Brooklyn based indie-folk band, Best Breakfast releases their new single, "Shapeshifter" today - enjoy/share via all DSPs. The track is accompanied by a performance music video which premiered by Americana Highways yesterday - watch.
"Shapeshifter" is the second single from the band's forthcoming album, Clap If You Can due June 17. "'Shapeshifter' is a song about life being a giant performance," shared frontman Ben Majest. The music video features Majest performing to a crowd of mannequins.

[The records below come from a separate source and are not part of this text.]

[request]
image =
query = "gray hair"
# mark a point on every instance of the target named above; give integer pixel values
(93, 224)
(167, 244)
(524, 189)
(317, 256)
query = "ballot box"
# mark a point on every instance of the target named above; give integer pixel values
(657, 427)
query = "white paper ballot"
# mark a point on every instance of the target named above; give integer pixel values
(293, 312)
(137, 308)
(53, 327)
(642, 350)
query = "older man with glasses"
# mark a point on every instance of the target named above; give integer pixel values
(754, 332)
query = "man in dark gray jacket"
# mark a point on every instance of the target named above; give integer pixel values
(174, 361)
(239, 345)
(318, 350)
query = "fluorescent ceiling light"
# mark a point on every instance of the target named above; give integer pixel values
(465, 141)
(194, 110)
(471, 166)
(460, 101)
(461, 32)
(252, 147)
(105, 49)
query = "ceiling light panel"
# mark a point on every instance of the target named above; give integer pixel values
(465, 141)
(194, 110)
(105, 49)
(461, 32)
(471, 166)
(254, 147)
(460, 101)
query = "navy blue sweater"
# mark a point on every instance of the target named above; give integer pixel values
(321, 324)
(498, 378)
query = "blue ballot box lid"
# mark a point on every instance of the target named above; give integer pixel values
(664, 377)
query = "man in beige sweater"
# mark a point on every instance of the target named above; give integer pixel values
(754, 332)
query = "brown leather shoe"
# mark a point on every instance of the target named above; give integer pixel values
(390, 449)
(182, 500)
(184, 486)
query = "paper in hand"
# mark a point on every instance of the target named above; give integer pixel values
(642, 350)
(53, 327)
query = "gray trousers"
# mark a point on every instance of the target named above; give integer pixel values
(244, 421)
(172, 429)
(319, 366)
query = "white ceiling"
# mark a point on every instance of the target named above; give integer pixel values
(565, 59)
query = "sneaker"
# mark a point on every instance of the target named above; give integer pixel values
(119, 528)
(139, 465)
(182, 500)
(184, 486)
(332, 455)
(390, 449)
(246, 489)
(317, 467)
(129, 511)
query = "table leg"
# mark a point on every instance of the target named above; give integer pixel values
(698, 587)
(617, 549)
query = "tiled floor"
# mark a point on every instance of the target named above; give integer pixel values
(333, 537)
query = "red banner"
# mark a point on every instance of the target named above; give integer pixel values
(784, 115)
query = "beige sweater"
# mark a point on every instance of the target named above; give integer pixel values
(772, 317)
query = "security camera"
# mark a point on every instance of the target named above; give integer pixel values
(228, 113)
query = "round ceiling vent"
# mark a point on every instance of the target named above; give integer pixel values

"The 'Shapeshifter' video was such a nice surprise for us. Clearly it came out of a place of responding to what we've been feeling the last two years, this sense of isolation in performing for no one or performing for ourselves - the visual of playing to an empty theater, then to a crowd of mannequins as empty bodies, and then becoming one...it immediately made sense to me and resonated with that feeling. The irony is that making the video was the most face-to-face project I've worked on since before March of 2020. It was truly a team effort getting the long takes right and moving the mannequins in place so they appear out of nowhere. What a trip."
Best Breakfast is Ben Majest, producer/bassist Ian Romer, and drummer Poyraz Aldemir. While most bands went on hiatus during the depths of COVID lockdown, the trio hunkered down for a period of ultra-productivity. "Our coming together was accelerated by the pandemic," shared Majest. "I was, like, 'we can just live together and then continue to write and compose and make that part of our routine.' So that's what happened."
Although Best Breakfast recorded their debut album, Late 80's Baby, pre-pandemic, it emerged in the summer of 2020. They swiftly followed-up with Seconds later that year, and dream-folk collection Panacea in November of 2021.
Like two of its two predecessors, Clap If You Can was recorded at Majest's home studio in Williamsburg, with Romer producing. The collection continues to explore perennial Best Breakfast themes - the psychology of love; romantic regret, longing, and loss - with both wistful pangs and welcome playfulness.
Where previous albums have delved into Majest's earlier life experiences (plus Panacea's timely pandemic anxieties), Clap If You Can was written in the immediate wake of a seemingly promising relationship that unexpectedly faltered. The gauzy nostalgia and quietly defiant brightness of previous Best Breakfast releases is now joined by a more raw, immediate vulnerability.
Clap If You Can continues Best Breakfast's history of distinctively democratizing their creative process and career arc. By swiftly releasing music while it's first-thought fresh and energized, then leaving listeners to dictate its fate in the public domain, the threesome keeps us all involved. "If I have an idea that I like, I just want to record it," Majest concluded. "And put it out and just let people decide how they feel about it."